Genç bir Toba Batak yazarı olan Norman Erikson Pasaribu, ilk koleksiyonunun başında “Mutlu olmak ne anlama geliyor?” diye soruyor: MUTLU HİKAYELER, ÇOĞU (Feminist Press, 146 sayfa, Ciltsiz, 16,95 $) Tiffany Tsao tarafından çevrilmiştir. Bu zor bir soru, özellikle bağlantı arayan eşcinsel karakterlerin çoğu için. Çağdaş Endonezya’da, bırakın rahatlık veya kabullenmeyi, çok az neşe buluyorlar.

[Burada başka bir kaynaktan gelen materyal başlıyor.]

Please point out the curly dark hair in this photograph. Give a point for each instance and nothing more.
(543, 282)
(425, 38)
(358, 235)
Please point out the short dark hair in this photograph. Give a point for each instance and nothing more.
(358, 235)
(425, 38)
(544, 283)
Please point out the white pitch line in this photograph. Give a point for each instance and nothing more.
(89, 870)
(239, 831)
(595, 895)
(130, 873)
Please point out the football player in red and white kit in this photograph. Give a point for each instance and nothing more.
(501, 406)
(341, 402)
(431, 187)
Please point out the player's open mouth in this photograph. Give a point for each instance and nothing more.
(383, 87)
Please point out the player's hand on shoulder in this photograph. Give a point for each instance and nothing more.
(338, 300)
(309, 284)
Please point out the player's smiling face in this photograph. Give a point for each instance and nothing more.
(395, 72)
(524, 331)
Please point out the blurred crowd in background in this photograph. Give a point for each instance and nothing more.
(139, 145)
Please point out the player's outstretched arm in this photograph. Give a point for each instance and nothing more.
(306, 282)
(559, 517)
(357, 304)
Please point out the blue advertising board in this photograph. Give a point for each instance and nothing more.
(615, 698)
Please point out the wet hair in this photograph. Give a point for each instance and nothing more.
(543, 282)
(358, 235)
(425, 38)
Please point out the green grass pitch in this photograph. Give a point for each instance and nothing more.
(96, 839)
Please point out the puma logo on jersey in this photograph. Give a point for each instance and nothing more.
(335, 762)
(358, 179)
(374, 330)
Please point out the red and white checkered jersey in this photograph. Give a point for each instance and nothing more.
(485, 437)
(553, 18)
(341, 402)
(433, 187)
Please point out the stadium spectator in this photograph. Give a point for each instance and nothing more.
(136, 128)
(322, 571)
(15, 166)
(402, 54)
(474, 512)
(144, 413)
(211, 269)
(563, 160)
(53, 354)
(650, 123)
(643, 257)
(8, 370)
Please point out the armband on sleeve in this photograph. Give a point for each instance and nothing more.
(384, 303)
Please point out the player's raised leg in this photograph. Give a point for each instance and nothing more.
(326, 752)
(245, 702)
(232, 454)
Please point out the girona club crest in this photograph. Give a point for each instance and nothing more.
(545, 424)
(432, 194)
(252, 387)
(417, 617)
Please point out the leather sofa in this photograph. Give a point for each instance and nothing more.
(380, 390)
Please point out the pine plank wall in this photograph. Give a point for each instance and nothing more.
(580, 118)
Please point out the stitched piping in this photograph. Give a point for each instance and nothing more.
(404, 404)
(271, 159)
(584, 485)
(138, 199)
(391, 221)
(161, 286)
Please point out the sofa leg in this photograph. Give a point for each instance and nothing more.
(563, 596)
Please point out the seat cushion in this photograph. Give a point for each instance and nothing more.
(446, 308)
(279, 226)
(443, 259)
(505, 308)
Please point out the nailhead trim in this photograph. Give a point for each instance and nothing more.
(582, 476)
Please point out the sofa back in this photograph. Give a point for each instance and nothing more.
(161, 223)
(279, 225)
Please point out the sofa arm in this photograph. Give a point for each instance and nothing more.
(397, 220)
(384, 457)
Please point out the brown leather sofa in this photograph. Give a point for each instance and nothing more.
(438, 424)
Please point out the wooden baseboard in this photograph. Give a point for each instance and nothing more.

Pasaribu’nun güdüleri Fonseca’nınkinden çok daha karanlık: Hikâyeleri sağanak yağmur, ağlayan anneler, itiraflar ve çarmıha gerilmeler, yalnızlık ve intiharla dolu. Hayaller gerçekleşmeden kalır ve ülkeleri gibi gençler de genellikle hangi yöne döneceklerinden emin değildir.

“Bana sorarsanız, bir ulus, özellikle de sömürge sonrası bir ulus var mıdır? Olumsuz Cevaplanmayan Dua Bölümüne Hoş Geldiniz’deki bir karakter şöyle soruyor: “Yoksul olduğunuzda daha da çok. Eskiden olduğum gibi. Hayatımın her günü aynı anda bir yol ayrımında ve çıkmaz sokaktaydım.”


Pasaribu, Metaxu: Jakarta, 2038’de olduğu gibi geleceği hayal ettiğinde bile, kasvetli görünüyor: uçan arabaların, karaoke barların ve silinmiş hatıraların distopik bir dünyası. Pasaribu’nun hikayeleri çok çeşitlidir, gerçekçilik ve fabulizmi karıştırır, ancak çoğu zaman özünde bir boşluğa geri döner. Mutlu olmaktan başka her şeysin. Pasaribu, A Bedtime Story for Your Long Sleep’teki kısa öykü yazarı gibi, yine de kayıp öykülerinden yeni bir şey inşa etmenin bir yolunu buldu: “Böyle bir öykünün bir gün işe yarayacağına dair bir his vardı – dipsiz bir çukur. “Sefalet kulemi Babil’de inşa etmem benim için keder taşları.”


Anderson Tepper, Brooklyn Kitap Festivali Uluslararası Komitesi Başkanı ve Pittsburgh’daki İltica Şehri’nde Uluslararası Edebiyat Küratörüdür.